In Shakespeare's Hamlet, Rosencrantz and Guildenstern are Hamlet's friends from university. They come to the castle ostensibly to visit Hamlet but really to spy for Claudius and Gertrude.

These characters, along with almost everyone else, fail to heed Polonius' words, which contribute to a theme central to the story:

to thine own self be true ....
Thou canst not then be false to any man. (I.iii.78, 80)

In the context of the time, Polonius (who is full of wonderful advice but never able to follow it himself) is telling Laertes to make sure he has his priorities straight. He is not telling him to be selfish but, more accurately, is telling him that the way to take care of others whom you love is to protect and care for yourself first.

Today, we might take this to mean that being true or honest with yourself will mean it is impossible to lie to another. Shakespeare illuminates Polonius's advice showing it should be taken very seriously.
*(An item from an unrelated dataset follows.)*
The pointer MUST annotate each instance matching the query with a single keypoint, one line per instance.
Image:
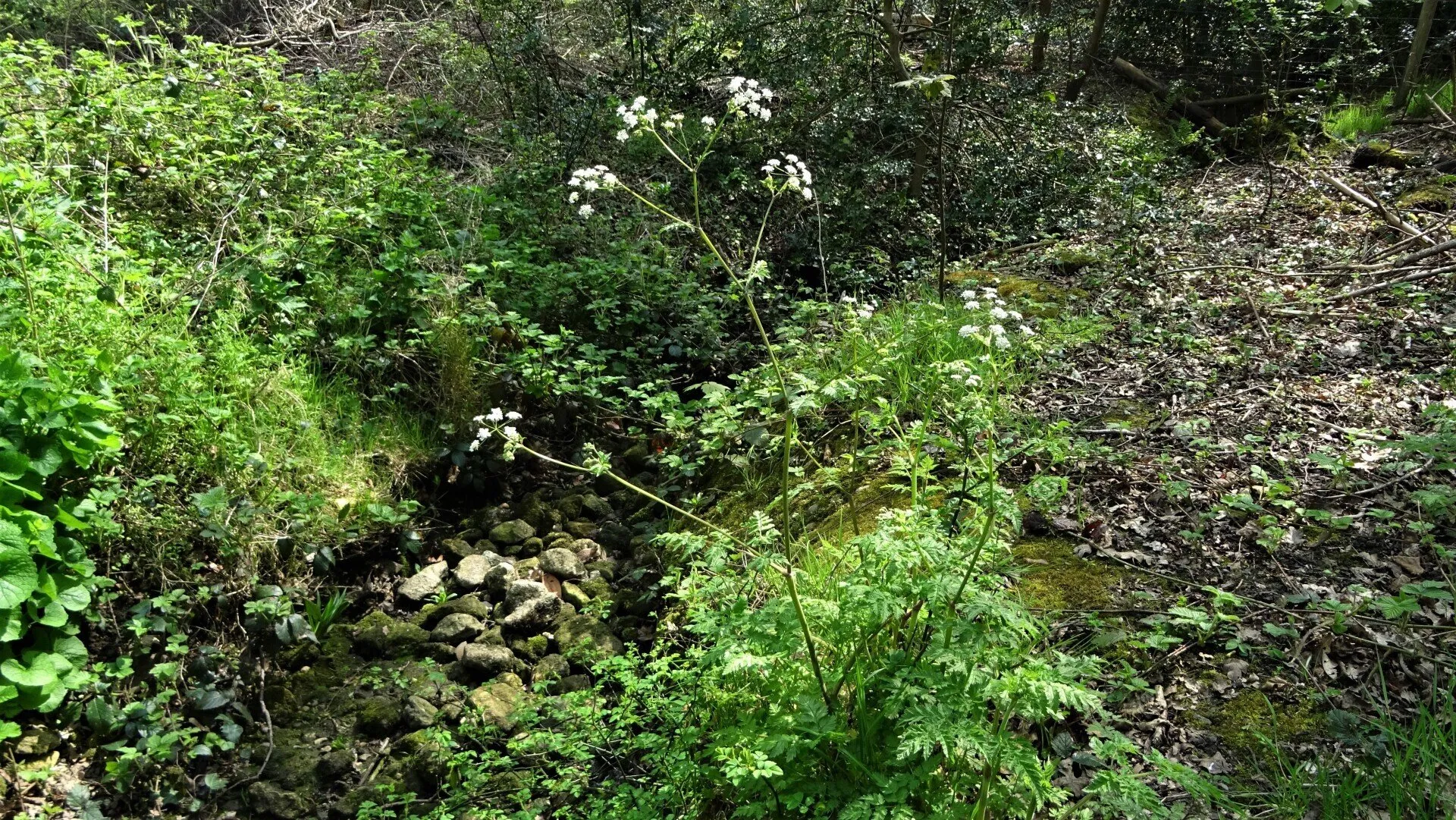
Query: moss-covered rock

In fact, those who do not follow this advice end up dead. From either temporal perspective--then or now--it is apparent there is the need to be honest with yourself and with others. Horatio may be the only one who understands this concept.

Gertrude allows herself to be wooed into a morally questionable marriage, an action that causes Hamlet a great deal of distress. (Elizabethans believed that to marry a person related by marriage was incestuous.) She is seen by some critics as being shallow but well-meaning. Had she thought of Hamlet first—or of her love for Old Hamlet—she might not have married again thus might have survived.

Laertes wants revenge for his father's accidental death and then for Ophelia's madness and death. Plotting to kill Hamlet serves Laertes' needs, and the King's, but it is divergent from Laertes' true values and harmful to Hamlet.

Polonius and Claudius are also both self-serving. Both are men who are interested solely in themselves. Claudius murders his brother to steal Denmark's crown. He forfeits his honor and, according to his religious beliefs, loses his immortal soul by committing regicide (the murder of a king). His actions also bring harm to Hamlet and Gertrude.

Some critics suggest that Polonius's advice to Laertes is not for his son's benefit, but seems only to be given for the sake of talk. The argument is that his advice is hallow since he does all he can to court favor with the King. Specifically, he spies in order to ingratiate himself with Claudius, illustrating no real concern for Hamlet.

Ophelia herself suffers at the hand of Polonius to advance his favor with the King. She allows herself to be used against Hamlet's and to his detriment. She becomes a spy for Polonius and the King, although it seems she had little choice.

Rosencrantz and Guildenstern equally, like Ophelia, profess concern, but are similarly manipulated to serve the King so as to advance their own fortune. Hamlet refuses, as a king's son, to answer to a "sponge." He explains that Rosencrantz is a "sponge," soaking up any news (and rewards) he can get. 

Besides, to be demanded of a sponge, what replication should
be made by the son of a king? (IV.ii.13-14)

Hamlet warns both men the King will use them until they can no longer be of service:

He keeps them, like an ape, in the corner
of his jaw; first mouth'd, to be last swallowed. When he needs what you have glean'd, it is but squeezing you and, sponge, you shall be dry again. (18-21)

In the end, Hamlet tells them nothing having no trust in them. For betraying Hamlet, they are executed in his place because they were dishonest and self-serving: They see to their own interests without thought of anyone else, which is a perversion of the advice Polonius gave Laertes. Their characters are negatively judged by Hamlet because of their lack of integrity.